Much of the problem lies internal to the CF, in the sense that project management is pretty terrible. One cannot insist that it is only the government's fault that there are no boots in the system, and the replacement boots are now (according to clothing stores) going to come on line in the middle of 2015, rather than early next year as announced (which means I will be wearing stylish issued desert boots for a while longer, since there are no black boots in my size anymore....). Taking 12 years to design and deliver a rucksack (which is the subject of a lot of unflattering comments by the actual users of that piece of kit) is also something which is "our" fault, particularly since no one involved in that program was ever fired, demoted or otherwise held to account for that abortion.

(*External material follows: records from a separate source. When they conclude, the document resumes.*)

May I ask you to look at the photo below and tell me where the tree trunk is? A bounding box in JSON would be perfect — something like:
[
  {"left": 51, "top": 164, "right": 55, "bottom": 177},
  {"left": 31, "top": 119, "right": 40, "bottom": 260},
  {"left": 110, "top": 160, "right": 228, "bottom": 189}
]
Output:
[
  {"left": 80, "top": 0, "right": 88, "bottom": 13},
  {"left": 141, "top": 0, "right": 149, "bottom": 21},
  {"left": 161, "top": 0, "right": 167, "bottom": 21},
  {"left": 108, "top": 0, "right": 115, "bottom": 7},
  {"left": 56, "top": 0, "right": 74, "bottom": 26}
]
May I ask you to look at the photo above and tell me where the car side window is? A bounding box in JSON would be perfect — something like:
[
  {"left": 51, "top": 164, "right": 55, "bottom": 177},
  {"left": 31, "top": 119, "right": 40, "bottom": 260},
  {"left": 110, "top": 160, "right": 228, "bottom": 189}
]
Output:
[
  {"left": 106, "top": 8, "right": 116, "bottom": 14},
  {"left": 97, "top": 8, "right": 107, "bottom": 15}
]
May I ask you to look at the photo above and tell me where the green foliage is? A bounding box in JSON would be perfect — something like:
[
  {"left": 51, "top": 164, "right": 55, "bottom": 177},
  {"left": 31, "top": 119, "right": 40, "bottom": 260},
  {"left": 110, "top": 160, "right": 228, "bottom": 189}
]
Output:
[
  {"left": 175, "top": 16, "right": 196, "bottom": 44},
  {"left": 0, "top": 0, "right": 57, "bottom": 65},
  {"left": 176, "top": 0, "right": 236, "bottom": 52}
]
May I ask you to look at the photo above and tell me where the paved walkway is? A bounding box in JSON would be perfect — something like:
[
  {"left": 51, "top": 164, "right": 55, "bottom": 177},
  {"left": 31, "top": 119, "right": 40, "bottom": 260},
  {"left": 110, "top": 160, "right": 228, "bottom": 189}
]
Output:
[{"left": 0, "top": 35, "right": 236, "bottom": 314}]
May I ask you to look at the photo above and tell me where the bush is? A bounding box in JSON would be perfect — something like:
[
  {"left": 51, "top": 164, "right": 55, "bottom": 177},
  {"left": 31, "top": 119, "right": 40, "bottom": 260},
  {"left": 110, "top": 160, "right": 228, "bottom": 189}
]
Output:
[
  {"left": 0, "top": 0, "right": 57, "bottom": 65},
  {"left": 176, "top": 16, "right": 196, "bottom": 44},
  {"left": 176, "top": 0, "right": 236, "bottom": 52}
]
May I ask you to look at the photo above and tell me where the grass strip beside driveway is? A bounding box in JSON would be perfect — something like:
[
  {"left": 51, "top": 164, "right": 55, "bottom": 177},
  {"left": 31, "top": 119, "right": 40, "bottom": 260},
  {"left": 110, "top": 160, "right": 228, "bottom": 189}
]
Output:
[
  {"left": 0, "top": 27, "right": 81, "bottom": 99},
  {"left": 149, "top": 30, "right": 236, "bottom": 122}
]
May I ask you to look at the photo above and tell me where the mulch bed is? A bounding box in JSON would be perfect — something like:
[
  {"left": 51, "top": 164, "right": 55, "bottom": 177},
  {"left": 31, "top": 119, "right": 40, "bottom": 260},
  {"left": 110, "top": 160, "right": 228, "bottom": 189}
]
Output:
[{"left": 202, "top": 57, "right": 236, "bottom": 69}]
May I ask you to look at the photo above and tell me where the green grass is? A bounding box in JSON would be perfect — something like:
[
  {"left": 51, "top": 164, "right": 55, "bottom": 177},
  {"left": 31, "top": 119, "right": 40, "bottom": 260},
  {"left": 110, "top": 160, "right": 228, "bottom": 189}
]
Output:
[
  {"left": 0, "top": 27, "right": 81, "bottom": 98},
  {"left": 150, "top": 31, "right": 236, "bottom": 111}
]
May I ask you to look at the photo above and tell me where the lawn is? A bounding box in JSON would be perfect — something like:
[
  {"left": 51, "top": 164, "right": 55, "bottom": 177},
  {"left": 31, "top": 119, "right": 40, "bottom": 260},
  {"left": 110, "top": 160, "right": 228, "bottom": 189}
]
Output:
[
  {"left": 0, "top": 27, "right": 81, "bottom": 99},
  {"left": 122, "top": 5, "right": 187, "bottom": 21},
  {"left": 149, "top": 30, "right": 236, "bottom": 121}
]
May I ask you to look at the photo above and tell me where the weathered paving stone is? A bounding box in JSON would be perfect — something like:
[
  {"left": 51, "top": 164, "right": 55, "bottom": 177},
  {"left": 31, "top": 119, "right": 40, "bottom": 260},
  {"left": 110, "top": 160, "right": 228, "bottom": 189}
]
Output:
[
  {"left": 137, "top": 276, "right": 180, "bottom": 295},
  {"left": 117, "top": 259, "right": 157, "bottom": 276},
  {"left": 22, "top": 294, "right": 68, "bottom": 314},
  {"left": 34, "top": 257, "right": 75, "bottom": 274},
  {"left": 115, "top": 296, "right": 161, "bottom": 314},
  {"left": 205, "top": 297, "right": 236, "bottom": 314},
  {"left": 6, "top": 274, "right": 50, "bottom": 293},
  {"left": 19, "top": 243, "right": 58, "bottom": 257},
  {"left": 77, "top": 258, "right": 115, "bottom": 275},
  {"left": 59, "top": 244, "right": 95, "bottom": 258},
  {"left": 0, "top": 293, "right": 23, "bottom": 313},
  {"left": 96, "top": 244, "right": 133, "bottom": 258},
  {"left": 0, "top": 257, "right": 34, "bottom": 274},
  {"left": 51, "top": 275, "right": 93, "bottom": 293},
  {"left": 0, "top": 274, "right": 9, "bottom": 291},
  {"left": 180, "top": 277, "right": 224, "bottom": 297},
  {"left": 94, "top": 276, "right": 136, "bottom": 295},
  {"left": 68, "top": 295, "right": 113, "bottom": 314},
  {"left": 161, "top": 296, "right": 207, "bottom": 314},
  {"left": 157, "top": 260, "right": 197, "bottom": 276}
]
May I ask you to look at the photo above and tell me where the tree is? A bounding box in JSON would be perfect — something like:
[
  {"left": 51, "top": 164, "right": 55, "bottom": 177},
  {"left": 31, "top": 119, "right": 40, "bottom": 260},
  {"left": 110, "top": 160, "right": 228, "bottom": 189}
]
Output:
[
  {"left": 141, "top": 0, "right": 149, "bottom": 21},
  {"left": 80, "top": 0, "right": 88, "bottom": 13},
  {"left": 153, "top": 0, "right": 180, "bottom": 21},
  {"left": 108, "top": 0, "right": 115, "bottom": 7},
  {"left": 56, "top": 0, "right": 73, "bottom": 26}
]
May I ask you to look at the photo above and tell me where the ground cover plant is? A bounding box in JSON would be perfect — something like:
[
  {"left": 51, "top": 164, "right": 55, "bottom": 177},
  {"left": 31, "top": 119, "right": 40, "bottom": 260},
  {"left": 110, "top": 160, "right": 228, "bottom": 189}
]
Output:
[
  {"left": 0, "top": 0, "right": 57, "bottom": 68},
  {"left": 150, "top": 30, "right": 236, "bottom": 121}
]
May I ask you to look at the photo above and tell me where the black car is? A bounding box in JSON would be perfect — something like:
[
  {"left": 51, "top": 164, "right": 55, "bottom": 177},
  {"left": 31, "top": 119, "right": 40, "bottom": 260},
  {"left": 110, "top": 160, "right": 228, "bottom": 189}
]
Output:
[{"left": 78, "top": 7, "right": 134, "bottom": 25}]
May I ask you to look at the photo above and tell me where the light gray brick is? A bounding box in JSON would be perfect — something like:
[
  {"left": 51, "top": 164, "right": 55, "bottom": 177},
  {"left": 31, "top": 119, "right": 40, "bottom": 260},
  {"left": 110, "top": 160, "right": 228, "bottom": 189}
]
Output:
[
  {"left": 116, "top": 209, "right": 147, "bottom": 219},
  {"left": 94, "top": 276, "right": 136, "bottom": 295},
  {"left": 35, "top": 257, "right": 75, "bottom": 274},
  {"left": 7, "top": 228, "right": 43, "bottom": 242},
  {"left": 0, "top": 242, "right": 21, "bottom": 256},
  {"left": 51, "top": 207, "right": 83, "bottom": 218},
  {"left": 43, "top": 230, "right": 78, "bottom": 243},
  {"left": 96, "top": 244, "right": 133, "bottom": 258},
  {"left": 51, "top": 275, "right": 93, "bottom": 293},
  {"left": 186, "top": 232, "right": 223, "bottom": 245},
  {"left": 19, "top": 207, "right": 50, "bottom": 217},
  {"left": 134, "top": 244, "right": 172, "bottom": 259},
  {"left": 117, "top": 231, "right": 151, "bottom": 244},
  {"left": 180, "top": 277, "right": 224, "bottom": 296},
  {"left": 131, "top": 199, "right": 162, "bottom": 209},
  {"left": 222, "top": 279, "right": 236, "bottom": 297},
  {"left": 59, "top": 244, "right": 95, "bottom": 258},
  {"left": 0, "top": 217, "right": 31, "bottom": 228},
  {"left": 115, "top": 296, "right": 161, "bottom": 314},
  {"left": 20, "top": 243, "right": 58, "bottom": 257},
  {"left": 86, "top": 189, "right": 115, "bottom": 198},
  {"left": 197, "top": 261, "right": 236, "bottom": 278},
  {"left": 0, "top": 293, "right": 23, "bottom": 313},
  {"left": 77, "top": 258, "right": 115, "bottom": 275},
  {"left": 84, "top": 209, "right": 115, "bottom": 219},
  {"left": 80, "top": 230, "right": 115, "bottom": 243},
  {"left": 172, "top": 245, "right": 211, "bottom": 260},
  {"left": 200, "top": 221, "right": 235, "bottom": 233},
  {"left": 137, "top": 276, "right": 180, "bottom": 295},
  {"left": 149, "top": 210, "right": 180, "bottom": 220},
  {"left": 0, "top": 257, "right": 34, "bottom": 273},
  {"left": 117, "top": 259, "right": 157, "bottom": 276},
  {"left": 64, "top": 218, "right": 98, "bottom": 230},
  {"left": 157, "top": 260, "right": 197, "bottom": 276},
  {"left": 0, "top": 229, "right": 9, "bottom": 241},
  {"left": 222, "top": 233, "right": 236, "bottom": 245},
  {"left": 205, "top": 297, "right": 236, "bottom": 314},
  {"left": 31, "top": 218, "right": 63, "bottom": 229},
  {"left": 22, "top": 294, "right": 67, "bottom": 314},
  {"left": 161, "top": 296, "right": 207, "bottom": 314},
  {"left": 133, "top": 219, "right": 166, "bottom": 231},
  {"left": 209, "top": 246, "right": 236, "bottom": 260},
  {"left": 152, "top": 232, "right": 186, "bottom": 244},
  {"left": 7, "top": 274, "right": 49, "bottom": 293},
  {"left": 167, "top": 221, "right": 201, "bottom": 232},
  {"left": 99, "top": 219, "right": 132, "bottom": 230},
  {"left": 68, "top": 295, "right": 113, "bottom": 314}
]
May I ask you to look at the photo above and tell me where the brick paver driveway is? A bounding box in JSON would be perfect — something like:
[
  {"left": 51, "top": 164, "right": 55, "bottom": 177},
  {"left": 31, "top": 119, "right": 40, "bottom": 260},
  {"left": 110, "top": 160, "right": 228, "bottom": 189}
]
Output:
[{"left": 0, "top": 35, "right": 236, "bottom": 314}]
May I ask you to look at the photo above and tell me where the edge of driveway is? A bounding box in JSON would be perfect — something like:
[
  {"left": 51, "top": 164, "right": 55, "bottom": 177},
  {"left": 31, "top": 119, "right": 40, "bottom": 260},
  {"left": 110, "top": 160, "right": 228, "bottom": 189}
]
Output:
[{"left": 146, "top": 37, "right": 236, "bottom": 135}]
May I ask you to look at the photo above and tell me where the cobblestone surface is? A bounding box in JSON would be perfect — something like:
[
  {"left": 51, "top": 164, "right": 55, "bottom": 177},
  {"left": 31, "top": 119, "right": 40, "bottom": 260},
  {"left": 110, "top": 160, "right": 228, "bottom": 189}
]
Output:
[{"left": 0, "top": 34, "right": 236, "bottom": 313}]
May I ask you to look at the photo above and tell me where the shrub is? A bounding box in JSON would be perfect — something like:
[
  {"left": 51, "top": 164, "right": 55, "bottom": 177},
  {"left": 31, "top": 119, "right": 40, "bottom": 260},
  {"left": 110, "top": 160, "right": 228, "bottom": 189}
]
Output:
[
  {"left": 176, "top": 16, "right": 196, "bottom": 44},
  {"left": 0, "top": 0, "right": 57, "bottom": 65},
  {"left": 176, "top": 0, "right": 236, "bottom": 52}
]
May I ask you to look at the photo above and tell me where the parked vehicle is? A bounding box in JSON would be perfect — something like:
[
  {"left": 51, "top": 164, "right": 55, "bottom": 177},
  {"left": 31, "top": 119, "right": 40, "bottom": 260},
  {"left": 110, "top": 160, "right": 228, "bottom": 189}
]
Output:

So there is plenty of blame to go around. IF *we* could get our s**t together, then most of the lower level programs like boots, clothing, logistics trucks and so on would not have become the nightmares that they did.


----------



## Eye In The Sky (31 Dec 2014)

cupper said:
			
		

> [Sarcasm] We're can now resume reaping the benefits of the peace dividend with the collapse of the Iron Curtain [/sarcasm]



 :subbies:


----------



## Navy_Pete (31 Dec 2014)

Thucydides said:
			
		

> Much of the problem lies internal to the CF, in the sense that project management is pretty terrible. One cannot insist that it is only the government's fault that there are no boots in the system, and the replacement boots are now (according to clothing stores) going to come on line in the middle of 2015, rather than early next year as announced (which means I will be wearing stylish issued desert boots for a while longer, since there are no black boots in my size anymore....). Taking 12 years to design and deliver a rucksack (which is the subject of a lot of unflattering comments by the actual users of that piece of kit) is also something which is "our" fault, particularly since no one involved in that program was ever fired, demoted or otherwise held to account for that abortion.
> 
> So there is plenty of blame to go around. IF *we* could get our s**t together, then most of the lower level programs like boots, clothing, logistics trucks and so on would not have become the nightmares that they did.



I think that's probably an overly broad statement; some projects aren't well managed, but I'm guessing there was probably a lot of extra fingers in the pies for all the army kit, and the funding, scope etc for all those projects yo yo'd up and down repeatedly.

A few years ago they asked a bunch of us in LSTL to do a survey of the new navy boots with a bunch of samples.  We all thought we'd be trying on some new boots and seeing how they worked.  We showed up, looked at 7 or 8 different pairs, then filled in a questionnaire on how we thought they looked.  As in, aesthetic appearance.  Because when my feet are strapped into workboots for 20 hours at a time, I care what they look like. :facepalm:

There are a lot of really good PMs in DND; but you are always fighting the system.  If you have all your sh*t together, things are going to plan, timings are being met, you end up sitting around under the sword of Damacles waiting for something terrible to come down from on high. (Can we have that red in green?)  It's not a lot of fun, and you spend a lot of time running around just to keep the status quo on funding/scope/priority etc.  Gotten better on the Navy side with some of the reorg at MEPM, but it's only relative to the bit of a mess that I hear from the other two elements.

On the plus side, Defence Procurement Strategy is here to save the day! :crybaby:


----------



## George Wallace (31 Dec 2014)

cupper said:
			
		

> [Sarcasm] We're can now resume reaping the benefits of the peace dividend with the collapse of the Iron Curtain [/sarcasm]



I have been watching Canada reaping the benefits of the "Peace Dividend" since the fall of the Third Reich.  As a child I spent four years in Lonugyon, France where my father served in 1 (F) Wing, Marville.  At that time we had four Fighter Wings in France and Germany and a Air Division HQ in Metz.  There were more airmen and aircraft in Europe in our Air Division than we have total today in the whole RCAF.  The same can be said for our Army and Navy statistics.   The "Piece Dividend" is rolled out annually and we watch as our three Elements shrink as a result.  With each new defence procurement, it is almost a standing fact that what is being procured is half of what it is to replace.  As an Armour Corps soldier, I watched thousands of Shermans be replaced by three Regiments of Centurions, which were in turn replaced by 128 Leopard 1, and in turn a failed plan to replace those Leopard 1 with 69 MGS wheeled platforms.  Afghanistan saved the Armour Corps.  In a way it also saved parts of the RCAF with the repurchasing of Chinooks and the C17s.  The Navy has almost been forgotten in the past two decades, or longer, and is in dire straits.

Personally, I find the term "Peace Dividend" insulting and an total lack of knowledge of what and where it all started.


----------